It’s something that J.K. Rowling’s Harry Potter series, adapted to screen by directors who increasingly tapped into the story’s more macabre roots, does exceedingly well, too. Though the story of the boy who lived begins light-heartedly, with the discovery of a magical world kept secret from our own where children go to school to learn the art of witchcraft and wizardry, very quickly we’re thrust into the darker nature of this childhood fantasy. Over the course of eight films, we see Harry and his friends grow from bright-eyed youngsters learning to fly on broomsticks to hardened adults tasked with defeating a great evil. The films use tropes from the fantasy genre to empower their hero — Harry is special, he has abilities and a destiny that fuels his quest — but the darkness sets in when Harry begins to question his own nature, how closely he’s connected to the evil he desperately fights against, how much he can trust the adults offering him their help.
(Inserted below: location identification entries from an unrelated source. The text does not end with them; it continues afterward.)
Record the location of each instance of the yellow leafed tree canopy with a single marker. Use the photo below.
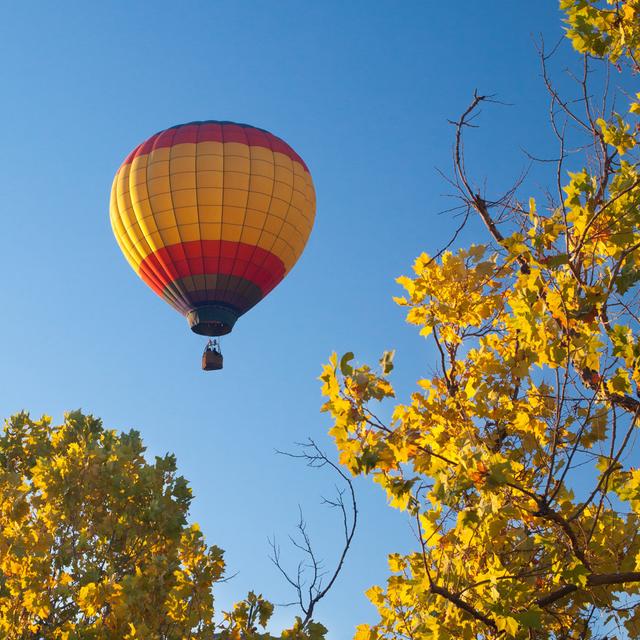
(95, 543)
(515, 459)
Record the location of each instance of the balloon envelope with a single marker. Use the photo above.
(212, 215)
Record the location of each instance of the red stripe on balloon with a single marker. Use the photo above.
(215, 132)
(199, 257)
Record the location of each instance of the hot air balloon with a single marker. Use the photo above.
(212, 216)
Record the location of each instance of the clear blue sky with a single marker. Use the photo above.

Through Harry’s miscellaneous adventures, we’re introduced to aspects of a fantastical world — dementors, hippogriffs, time-turners, and Quidditch — but with every wishful fulfillment of common childhood fantasies, we’re confronted with their consequences. We see the soul-draining toll of dark magic, the chaos that reigns when trying to alter history, the bloody aftermath of a Quidditch match. Worse, we see examples of loss, grief, sacrifice, and a questioning of self that feels especially poignant to the time in life that these characters are going through. They’re isolated, alone, and suddenly realizing that saving the world, and themselves, is not something they can count on older, more experienced adults to handle. How many of us have come to the same realization, that we’ve reached an age where we must do our own rescuing?
That’s what dark fantasy gets right about aging better than any other genre: the idea that ultimately, maturity means we’re in charge of our own destinies. Through otherworldly settings, unnatural creatures, mythological beings, and more mystical elements of magic, characters are granted the freedom to ask questions every child entering adulthood struggles with (where do we come from? why are we here?) while taking them on thrilling adventures that help fans discover the answers for themselves.
If anything, dark fantasy gives us permission to exercise our imaginations when it comes to these heavier realities of growing up and losing that sense of childhood wonder, and when it’s done well, it can even give us a bit of that wonder back.